The Policy Statement might best be described as a document devoid of surprise. Where we forecast that FCA would stick rigidly to its plans for Independent Directors, it has done just that. Where we forecast that we might see some re-focusing of the definition of value for money, there we find some reshaping of approach. Where it was clear that they were determined to do away with riskless box profits, so it is to be. But where we thought they would have to act to curtail trail commission, they have dared not go.
What drives the Regulator in its crusade is its concern that investors are poor judges of their own best interest. While many will accept that basic proposition, not all will accept that FCA’s solution is the best. As we are told, not just in passing, not just once or twice, FCA takes the view that a fund manager is not ‘just’ a product provider, but also the agent of every investor that becomes a unitholder. This contention leads them forward to their preferred remedies that they have been floating for the past year, with a little more detail with each step forward. While the ‘agent’ assertion cannot be dismissed out of hand, some would argue that, but a few short years ago, widespread intermediation provided a market structure with an IFA as agent, responsible for the selection of products from a wide range of providers. That separation of roles, while flawed in many specifics with enormous commission-related conflicts of interest, had its merits. But having RDR’d that model out, the Regulator must now make its silk purse from what is left of the ear.
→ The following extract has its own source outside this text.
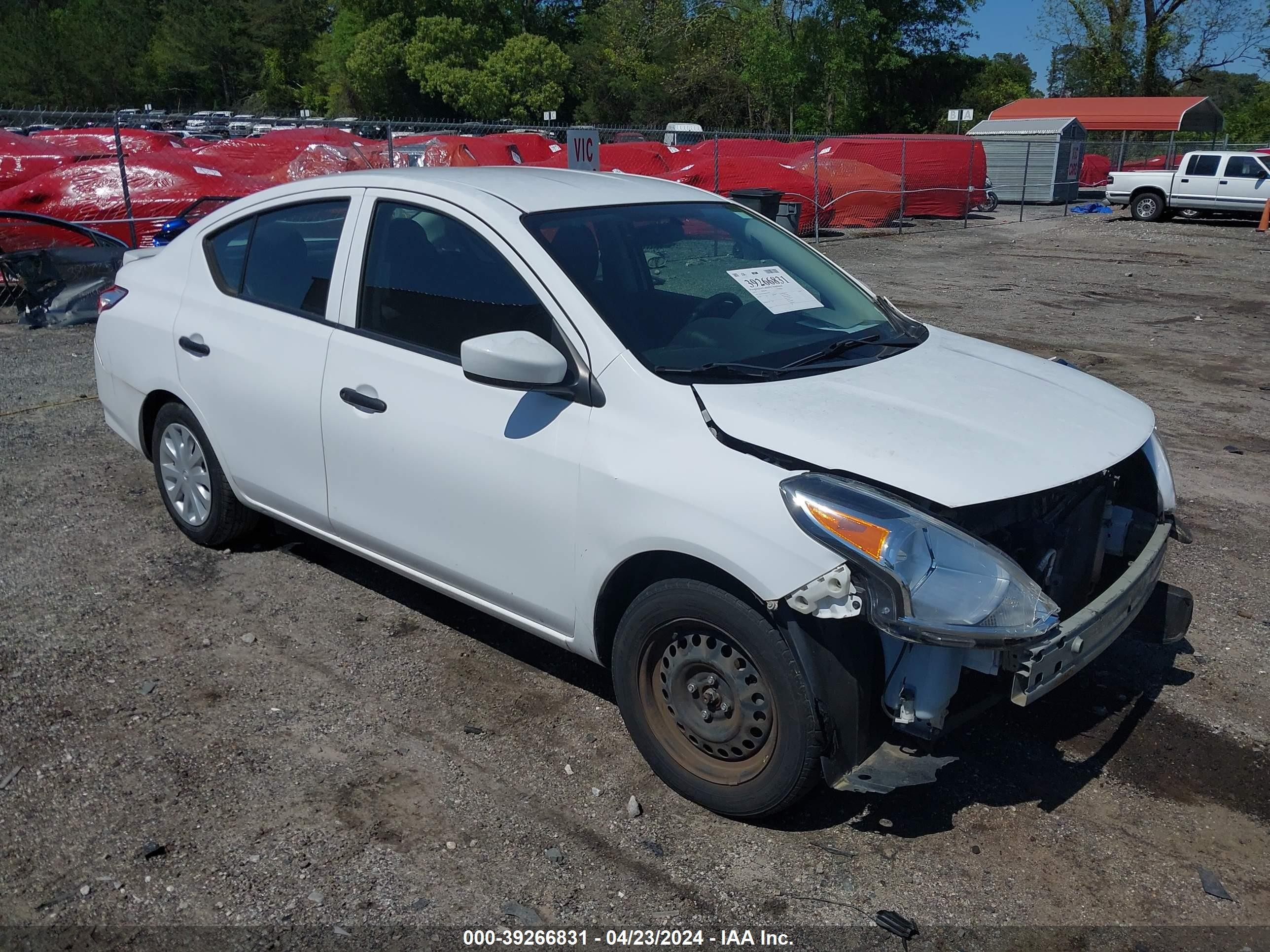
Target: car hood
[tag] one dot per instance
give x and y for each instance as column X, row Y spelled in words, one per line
column 955, row 420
And so, while all but ignoring the very existence and significant potential of the depositaries, FCA has set to work on the AFMs. A brace of Independent Directors – they make clear that they would like to see a cock and a hen – will carry the burden of ensuring, from within the product provider, now aka ‘agent’, that unitholders’ best interests are taken properly into account with every decision affecting the funds’ management. Key to this is to be the Assessment of Value.
Accepting that its consultation proposal for the assessment was too narrowly focused on cost, FCA has broadened its outlook to cover more effectively the quality of the service and performance provided. Or, at least, so it says. Whether its not-very-radical redraft really changes very much is open to question. We do not know how much private consultation was undertaken before the revisions were published, but our forecast is that this is an area where enhancement will follow in the light of experience over forthcoming years.
A key decision that AFMs will need to make is whether they should outsource this Assessment of Value. FCA gives no hint of whether such a move is one that they would expect or welcome, but it may prove fundamental to the credibility of the process. A hapless junior manager, directed by the Board to prepare the assessment may struggle to articulate with sufficient frankness his views of decisions about an appropriate level of charge, made by the self-same Board in years past, some time before the possibly-disappointing performance emerged as a feature of the fund. Will it be that the greatest contribution of the Independent Directors is to insist on selecting the external supplier of said assessment?
And how good it is to see that, having recognised in CP 17/18 that “recruiting approximately 2-3 Independent Directors per AFM will create a challenge across the industry”, FCA is now (PS 18/8) of the view that they “don’t think that AFMs will struggle to find suitable Independent Directors”. As they explain, this is now not because the directors would need to be able to demonstrate that they understood the FCA’s logic that it was possible to act both in the interests of the company’s shareholders and (also) “solely” in the interests of unitholders, but that the challenge will be simply wafted away by the introduction of “greater diversity across a range of dimensions: gender, ethnicity, socio-economic background, LGBTI+, age and disability”. So, that’s a relief.